Bungin (2007:221) menjelaskan bahwa kecantikan direpresentasikan dalam rupa kulit whiteness
(menjadi putih), rambut hitam, tebal dan lurus, bertubuh slim, memiliki kesegaran tubuh, adanya
kebersihan, kemewahan, keanggunan dan berparas menawan. Sementara itu Prabasmoro (2003:106)
mengungkapkan bahwa kecantikan dinaturalisasikan dengan warna kulit putih. Liestianingsih (2002:30)
menemukan bahwa sebagian besar iklan kosmetik dan perawatan tubuh menyoroti wajah yang bersih,
putih, dan bertipe wajah barat; postur model tinggi dan kurus; rambut hitam, lurus, dan mengkilap; kulit
model putih dan halus. Hal itu ditandai dengan semakin maraknya berbagai produk kecantikan yang
mengusung tema whitening kini sudah tak terhitung lagi beredar di pasaran, bahkan tidak satu pun
produk-produk kosmetik yang tidak menawarkan unsur whitening.
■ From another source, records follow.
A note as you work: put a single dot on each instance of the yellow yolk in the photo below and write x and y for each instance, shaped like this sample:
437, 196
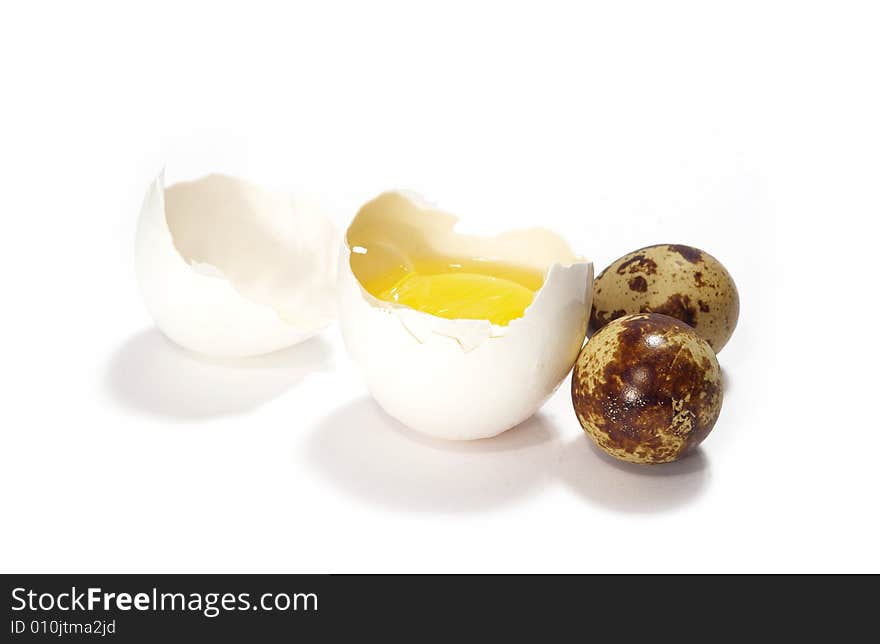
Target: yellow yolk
461, 295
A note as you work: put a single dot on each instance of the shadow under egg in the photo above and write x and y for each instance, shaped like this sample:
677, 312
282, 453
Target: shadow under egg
367, 454
150, 375
605, 481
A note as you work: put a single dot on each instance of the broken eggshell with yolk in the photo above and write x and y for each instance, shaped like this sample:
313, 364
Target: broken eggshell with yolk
458, 378
230, 270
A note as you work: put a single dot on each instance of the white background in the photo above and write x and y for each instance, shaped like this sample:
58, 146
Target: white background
749, 129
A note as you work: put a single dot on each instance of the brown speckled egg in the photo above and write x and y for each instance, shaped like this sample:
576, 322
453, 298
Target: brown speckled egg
681, 281
646, 388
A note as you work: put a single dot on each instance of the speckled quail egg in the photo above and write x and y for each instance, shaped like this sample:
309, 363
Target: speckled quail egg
681, 281
646, 388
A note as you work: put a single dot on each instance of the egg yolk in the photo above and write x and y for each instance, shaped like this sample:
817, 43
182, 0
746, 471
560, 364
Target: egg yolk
497, 296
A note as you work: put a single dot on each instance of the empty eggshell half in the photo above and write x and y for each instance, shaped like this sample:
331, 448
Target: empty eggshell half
458, 378
228, 269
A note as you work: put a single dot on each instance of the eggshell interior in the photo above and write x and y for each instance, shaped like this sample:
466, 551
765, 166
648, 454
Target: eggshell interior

Sehingga tak ayal jika mulai
bermunculan iklan produk whitening yang meyakinkan konsumen dapat membawa perubahan warna
kulit dalam waktu singkat.
Persepsi tentang konsep kecantikan yang diidentikkan dengan kulit putih ini merupakan sesuatu
yang mempunyai sejarah cukup lama. Melalui analisanya tentang iklan sabun dari Zaman Victoria di
Inggris pada abad 19, McClintock akhirnya mengeluarkan argumen bahwa iklan sabun itu menjadi agen
rasisme, kolonialisme, dan imperialisme (Aquarini 2003:37). Lebih jauh McClintock menjelaskan
bahwa iklan sabun bergantung pada kebudayaan yang imperial (imperial culture) dan alam yang terjajah
(colonised nature) sebagai dikotomi hitam/putih. Kulit hitam ditandai sebagai “alam”, yang dalam
konteks ini mengimplikasi seseorang yang tidak berbudaya, tidak beradab, liar, dan juga orang yang
“kotor” dan “tercemar” yang perlu dipurifikasi. Dan dalam dikotomi kebudayaan yang imperial dan alam
yang terjajah, putih menandai keadaan berbudaya, bersih, dan murni. Bangsa Indonesia tidak terjajah
oleh Ratu Victoria, bagaimanapun, persepsi para penjajah Belanda yang telah mengokupasi Indonesia
selama tiga setengah abad tidak jauh beda. Pemerintah kolonis Belanda juga berpendapat bahwa orang
berkulit putih adalah ras yang lebih berkuasa, dan orang Pribumi yang berkulit hitam statusnya lebih
rendah (Aquarini 2003:38).
Dalam konteks sosial kehidupan, Spoonley menegaskan bahwa race (ras) merupakan sebuah
konsep kolonialisme, yang muncul ketika semangat berekspansi melanda Eropa. Ras juga sebuah konsep
yang mencerminkan kemalasan orang Eropa untuk berpikir ketika menghadapi keragaman manusia
dalam perjalanan ekspansi mereka”. Ia juga mengatakan “Racism is an ideology based on a degree of
incorrect information combined with hostile attitudes toward a particular group.” Maka, bahaya
rasisme berawal bukan dari mana- mana, melainkan dari incorrect information tentang pribadi-pribadi
di sekitar kita. Ini dikarenakan kita malas mengenal orang di luar diri kita sendiri. Dan kita enggan keluar
dari zona kenyamanan yang sudah diciptakan oleh lingkar pengetahuan yang kita miliki. Karena kita
begitu egois, begitu narsis, begitu bebal menganggap orang-orang dapat diklasifikasikan ke dalam
konsep mental tertentu yang mencukupi untuk menjelaskan segala sesuatu tentang dirinya, padahal
dimensi kemanusiaan dalam lingkup keragaman sosial sesungguhnya sangat kaya, unlimited
(Fredrickson, 2005:13).
Seperti pada umumnya di negara-negara Asia, warna kulit putih di Indonesia mempunyai makna
positif. Goon dan Graven mengatakan bahwa secara garis besar, di Asia, putih adalah simbol dari
kesucian, kebaikan, keindahan dan kemurnian (Yulianto, 2007:16). Keinginan orang Indonesia untuk
memiliki kulit putih terkait dengan Pesona Barat, menurut Ita Yulianto, yaitu pengaruh Barat dalam
beberapa bentuk, dari zaman Kolonis Belanda, ke media televisi yang menggambarkan budaya Barat.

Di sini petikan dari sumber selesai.